Payments UK’s Brian Cunnington also suggests that cash isn’t going anywhere just yet.

He believes cash will continue to play an important role in the payments of the future, and that despite the news that cashless transactions have overtaken cash ones for the first time, he points out that “cash remains the most popular payment method by volume, followed by the debit card, which accounted for 24% of all payments last year”.

 His presentation at next month’s conference asks What Does a Future World Class Payments Vision Look Like? and when we asked him what the key features of a perfect experience looked like, he revealed that Payment UK’s analysis revealed 13 important features.

“Open access to the payments infrastructure would enable healthy competition and innovation in the industry which will create the environment for the steady stream of improvements that customers want to see.”

Certain ideas were appealing to different customer groups, something that Brian found particularly interesting. The idea of confirmation of payee was something that had a high level of cross-group agreement.

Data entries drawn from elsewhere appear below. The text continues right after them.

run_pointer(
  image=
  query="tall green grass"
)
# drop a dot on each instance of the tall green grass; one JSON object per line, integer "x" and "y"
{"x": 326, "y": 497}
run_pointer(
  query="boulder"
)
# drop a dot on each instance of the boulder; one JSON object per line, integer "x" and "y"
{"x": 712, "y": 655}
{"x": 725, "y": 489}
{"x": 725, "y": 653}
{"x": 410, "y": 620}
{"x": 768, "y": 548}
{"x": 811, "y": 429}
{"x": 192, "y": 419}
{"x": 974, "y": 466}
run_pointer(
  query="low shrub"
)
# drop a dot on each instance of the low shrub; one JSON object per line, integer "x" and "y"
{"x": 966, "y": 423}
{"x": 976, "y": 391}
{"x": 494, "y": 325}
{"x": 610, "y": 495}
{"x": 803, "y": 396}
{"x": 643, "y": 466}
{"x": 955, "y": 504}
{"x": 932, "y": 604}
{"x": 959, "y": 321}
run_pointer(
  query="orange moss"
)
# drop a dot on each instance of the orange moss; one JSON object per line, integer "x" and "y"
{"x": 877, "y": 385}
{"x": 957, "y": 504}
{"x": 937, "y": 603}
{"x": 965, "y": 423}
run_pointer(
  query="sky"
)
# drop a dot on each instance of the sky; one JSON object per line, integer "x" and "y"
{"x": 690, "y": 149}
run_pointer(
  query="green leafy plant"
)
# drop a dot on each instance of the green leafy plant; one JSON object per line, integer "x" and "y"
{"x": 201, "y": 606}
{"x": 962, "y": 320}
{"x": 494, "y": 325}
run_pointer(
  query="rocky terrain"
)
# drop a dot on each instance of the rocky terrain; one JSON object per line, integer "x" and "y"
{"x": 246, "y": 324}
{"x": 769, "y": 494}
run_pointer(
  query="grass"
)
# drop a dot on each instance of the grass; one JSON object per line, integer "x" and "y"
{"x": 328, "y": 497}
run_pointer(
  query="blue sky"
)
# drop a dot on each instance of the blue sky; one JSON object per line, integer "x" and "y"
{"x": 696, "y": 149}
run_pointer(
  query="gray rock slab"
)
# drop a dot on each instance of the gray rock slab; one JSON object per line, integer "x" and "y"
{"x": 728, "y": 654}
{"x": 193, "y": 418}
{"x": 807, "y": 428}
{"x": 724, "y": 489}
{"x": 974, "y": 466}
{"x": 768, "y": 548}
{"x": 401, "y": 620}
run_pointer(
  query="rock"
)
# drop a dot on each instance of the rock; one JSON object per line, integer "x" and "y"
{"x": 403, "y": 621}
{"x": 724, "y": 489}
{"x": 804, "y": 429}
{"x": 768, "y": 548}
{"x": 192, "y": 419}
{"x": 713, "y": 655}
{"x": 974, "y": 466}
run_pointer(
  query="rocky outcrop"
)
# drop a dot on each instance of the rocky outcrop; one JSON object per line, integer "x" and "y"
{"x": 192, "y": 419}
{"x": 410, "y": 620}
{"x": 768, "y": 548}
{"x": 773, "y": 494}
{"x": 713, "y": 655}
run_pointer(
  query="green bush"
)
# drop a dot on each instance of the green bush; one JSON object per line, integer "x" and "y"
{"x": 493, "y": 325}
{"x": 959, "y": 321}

Brian also highlighted that to achieve a world class payment vision, more control over outgoing payments for customers and enhanced data must also be prioritised. Such features would greatly benefit a crucial part of the economy – small businesses. They would be able to operate much more efficiently “whilst enhanced data would make it possible to provide additional reference information with an electronic payment helping businesses better reconcile payments”.

On the topic of Bitcoin, Brian stresses that international consistency and at a global level is important to ensure that digital currencies do not slip into “jurisdictions that do not have formal regulation”.

“Provided that risks are adequately addressed, digital currencies such as Bitcoin could provide new benefits for customers,” he adds.


NFC ‘has a role to play’

Worldpay’s Nick Telford-Reed describes Bitcoin as interesting given its current state.

“It seems to be used mainly for trading purposes rather than traditional retail ecommerce.”

At the Payments Knowledge Forum Nick will be talking about practical payment innovations. He mentions contactless technology, NFC has a role to play in simplifying and speeding up the in-store payment experience”.

When asked how he sees the technology evolving in the future, Nick suggests portable recharging devices with mobile contactless and wearable technology as having a ‘great’ future.

He also adds that ‘high value contactless’ transactions will happen and will drive growth.

“In the UK, contactless is becoming the norm, and Visa Europe’s recent contactless mandate for card issuers is sure to increase market penetration.”

However, Nick agrees with Brian about cash, saying that whilst the introduction of the likes of Apple and Samsung Pay will reduce the importance of cash, it certainly won’t be eliminated.

But it’s not just these technological advancements that will be crucial in the future of payments. The data derived from these digital transactions is becoming as important as the payment innovations themselves, Nick says.

He states that analysing and understanding how consumers shop, in-store, online and increasingly on their mobile devices is incredibly important as “as it allows us to develop a range of payment products and services that reflect the ever-evolving Omni-channel consumer journey.”

Nick will be talking more about this necessity to build things customers actually need at next month’s conference.

In his position as the director of Technology Innovation, Nick will also be talking about the actual process of innovating. “We are going to talk about the realities of innovating inside a large organisation.”


Payments Knowledge Forum’s 30th annual conference will be taking place on the 5th-6th October, 2015 at One Great George Street, Westminster.